Le directeur de la santé animale au niveau de la même agence a affirmé au journal Français le Figaro que « des études ont été réalisées sur la volaille et surtout sur le porc qui possède des récepteurs du virus assez proches de ceux chez l’homme. Nos collègues allemands et chinois ont observé que le virus ne se transmettait pas au porc. Pour les bovins, les essais sont en cours, cela prend davantage de temps, mais les récepteurs sont plus éloignés, nous ne sommes pas inquiets. »

De rares exemples d’infections d’animaux domestiques ont été enregistrés. « C’est le cas du chat. Mais il ne produit pas assez de virus pour contaminer l’homme », ajoute Gilles Salvat dans sa déclaration au Figaro.
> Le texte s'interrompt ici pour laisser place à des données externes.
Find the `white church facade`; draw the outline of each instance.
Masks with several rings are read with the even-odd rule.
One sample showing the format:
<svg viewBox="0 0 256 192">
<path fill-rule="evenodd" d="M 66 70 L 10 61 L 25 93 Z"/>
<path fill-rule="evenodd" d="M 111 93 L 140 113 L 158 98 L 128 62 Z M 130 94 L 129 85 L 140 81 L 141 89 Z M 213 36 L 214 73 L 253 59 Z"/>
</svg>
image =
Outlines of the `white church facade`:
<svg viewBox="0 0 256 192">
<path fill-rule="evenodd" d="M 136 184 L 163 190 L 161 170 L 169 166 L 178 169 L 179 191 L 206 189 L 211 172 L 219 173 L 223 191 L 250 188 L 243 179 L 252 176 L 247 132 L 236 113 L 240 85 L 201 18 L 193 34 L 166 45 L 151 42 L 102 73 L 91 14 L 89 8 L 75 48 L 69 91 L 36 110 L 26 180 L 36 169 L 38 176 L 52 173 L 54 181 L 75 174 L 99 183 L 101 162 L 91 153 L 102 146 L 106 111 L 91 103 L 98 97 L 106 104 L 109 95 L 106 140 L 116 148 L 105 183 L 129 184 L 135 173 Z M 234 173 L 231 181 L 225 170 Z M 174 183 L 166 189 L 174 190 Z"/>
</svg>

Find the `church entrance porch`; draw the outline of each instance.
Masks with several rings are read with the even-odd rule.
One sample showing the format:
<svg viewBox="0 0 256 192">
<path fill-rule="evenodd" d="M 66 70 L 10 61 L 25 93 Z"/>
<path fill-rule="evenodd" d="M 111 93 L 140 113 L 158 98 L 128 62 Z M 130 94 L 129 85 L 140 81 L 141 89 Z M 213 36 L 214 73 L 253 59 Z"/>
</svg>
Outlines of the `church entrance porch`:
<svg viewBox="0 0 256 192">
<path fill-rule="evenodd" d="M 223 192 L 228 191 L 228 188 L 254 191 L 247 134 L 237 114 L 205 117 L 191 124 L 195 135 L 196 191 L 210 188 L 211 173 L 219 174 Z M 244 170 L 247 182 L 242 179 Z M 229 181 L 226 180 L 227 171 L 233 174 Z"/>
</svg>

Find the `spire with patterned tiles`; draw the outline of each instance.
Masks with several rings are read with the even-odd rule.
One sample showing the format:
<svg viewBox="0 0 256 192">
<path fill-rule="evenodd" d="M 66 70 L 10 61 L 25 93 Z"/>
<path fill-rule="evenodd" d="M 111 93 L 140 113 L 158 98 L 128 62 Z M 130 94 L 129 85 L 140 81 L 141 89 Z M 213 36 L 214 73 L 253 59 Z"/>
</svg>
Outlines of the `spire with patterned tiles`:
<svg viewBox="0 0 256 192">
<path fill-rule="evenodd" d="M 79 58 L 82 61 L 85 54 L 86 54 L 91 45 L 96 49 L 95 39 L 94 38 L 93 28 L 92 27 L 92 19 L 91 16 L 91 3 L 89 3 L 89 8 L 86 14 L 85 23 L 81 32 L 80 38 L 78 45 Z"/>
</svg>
Il est clair que la viande ne transmet pas le virus mais elle peut être manipulée par une personne malade.
Même dans ce cas l’Anses explique que le risque est limité et surtout il est réduit par la durée entre la production de la viande et sa consommation.

A titre préventif et pour évacuer toutes les doutes, l’agence conseille, dans un avis publié à l’adresse du public de « cuire la viande pendant quatre minutes à 63 °C ». Ce qui permet de détruire le virus.
Le même organisme déconseille de « consommer de la viande crue afin « d’éviter les toxi-infections bactériennes ».